# Kick stretching in the morning?



## Corporal Hicks (Sep 14, 2004)

Hi there,
In the morning I feel that my legs are stiff and that my movement is limited which is probably usual when you get out of bed but what I was wondering was, if you just get out of a warm bath can you do some slow kicks and not have the risk of damaging the leg as well as not doing a warm up.
For example say if i get up, do pressups and situps, then get in the bath, then get out (within say 15 minutes) and then using banister support from the stairs to hold on to I do some slow side kicks, say 30 each leg making sure I stretch the muscle, and doing 20 turning kicks each leg slowly as well making sure I'm strectching the muscles, would this be counter productive? Should I do a proper warm up before doing this? (Not that I have the space to!) Or should I do some different stretches?

Regards


----------



## lvwhitebir (Sep 14, 2004)

This should be ok to do, just pay attention to your limits and work slowly.  Thomas Kurz, author of Stretching Scientifically, says that this is what he does every morning to maintain his kicking height and recommends it for others.

WhiteBirch


----------



## TigerWoman (Sep 14, 2004)

Kicking even slow kicks shouldn't hurt after a bath.  But warming up the muscles that way would "relax" them when what you really want them to do is tense and work.  It sounds counterproductive.  You either workout and once the muscle naturally relaxes after workout, stretch.  But don't relax then workout.  I think Kurtz meant the warm bath to be able to be relaxed enough to stretch without the workout.  I can't find my book though. TW


----------



## Han-Mi (Sep 15, 2004)

I would just add some basic stretches to it, but it is a good warm up, probably makes your day easier.


----------



## lvwhitebir (Sep 15, 2004)

Sorry, I never meant to imply that the bath was considered a warm-up.  I just thought it was part of the OP's morning routine.  Baths are not good enough to warm-up the body, they don't provide heat deep enough into the muscle and do nothing to get the heart pumping and lungs working.  The extra flexibility you get from a bath is probably just the relaxation of the muscle.

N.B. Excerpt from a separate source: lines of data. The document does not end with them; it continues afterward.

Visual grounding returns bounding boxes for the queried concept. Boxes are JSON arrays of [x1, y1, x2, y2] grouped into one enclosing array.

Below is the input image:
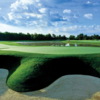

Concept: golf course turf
[[0, 43, 100, 92]]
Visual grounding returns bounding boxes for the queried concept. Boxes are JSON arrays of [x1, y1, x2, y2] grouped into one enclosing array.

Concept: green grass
[[0, 42, 99, 92], [63, 40, 100, 46], [1, 40, 100, 47], [0, 40, 62, 46], [0, 42, 100, 55], [2, 45, 100, 54], [0, 41, 23, 46]]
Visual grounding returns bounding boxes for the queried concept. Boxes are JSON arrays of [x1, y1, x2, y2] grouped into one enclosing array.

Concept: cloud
[[0, 0, 99, 36], [37, 3, 42, 7], [8, 12, 14, 20], [0, 22, 100, 36], [53, 0, 72, 3], [0, 22, 47, 33], [24, 12, 43, 18], [39, 8, 47, 13], [7, 0, 79, 30], [35, 0, 40, 2], [60, 25, 100, 35], [83, 1, 100, 8], [84, 13, 93, 19], [8, 12, 22, 21], [7, 0, 45, 26], [43, 0, 72, 4], [10, 0, 33, 11], [86, 1, 91, 4], [63, 9, 72, 14], [49, 12, 63, 22], [39, 25, 100, 36], [0, 23, 26, 33]]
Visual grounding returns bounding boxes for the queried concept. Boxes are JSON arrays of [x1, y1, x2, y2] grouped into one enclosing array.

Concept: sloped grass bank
[[0, 51, 100, 92]]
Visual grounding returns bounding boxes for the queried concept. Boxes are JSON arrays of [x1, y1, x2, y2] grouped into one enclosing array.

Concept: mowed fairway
[[1, 44, 100, 55]]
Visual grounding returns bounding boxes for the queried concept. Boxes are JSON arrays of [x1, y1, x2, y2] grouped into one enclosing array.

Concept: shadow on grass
[[22, 57, 100, 91], [0, 55, 100, 92], [0, 55, 100, 100], [0, 55, 21, 95]]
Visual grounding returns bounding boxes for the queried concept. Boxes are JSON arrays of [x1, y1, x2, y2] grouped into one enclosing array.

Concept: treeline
[[0, 32, 100, 41], [69, 33, 100, 40], [0, 32, 66, 41]]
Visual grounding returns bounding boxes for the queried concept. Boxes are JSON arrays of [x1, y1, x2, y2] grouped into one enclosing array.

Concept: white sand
[[0, 69, 100, 100]]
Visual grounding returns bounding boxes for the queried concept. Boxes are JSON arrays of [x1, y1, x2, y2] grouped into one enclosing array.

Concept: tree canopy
[[0, 32, 66, 41], [0, 32, 100, 41]]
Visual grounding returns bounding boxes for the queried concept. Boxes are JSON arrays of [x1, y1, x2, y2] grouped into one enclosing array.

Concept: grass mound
[[0, 50, 99, 92]]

Kurz mentions in the book the usefulness of doing Dynamic Stretches in the morning to kick-start your flexibility for the day.  They can be considered part of your warmup routine in general.  He doesn't believe in Static Stretches because they relax you and as such don't prepare you for your workout; he believes Static Stretches are best done after the workout, as part of your cooldown routine.

So, I would do Dynamic Stretching in the morning (e.g., side leg raises), and as part of my warm-up for my workout later in the day.  I would do Static Stretches (e.g., seated stretches) as part of my cooldown after my workout and maybe before bed.

WhiteBirch


----------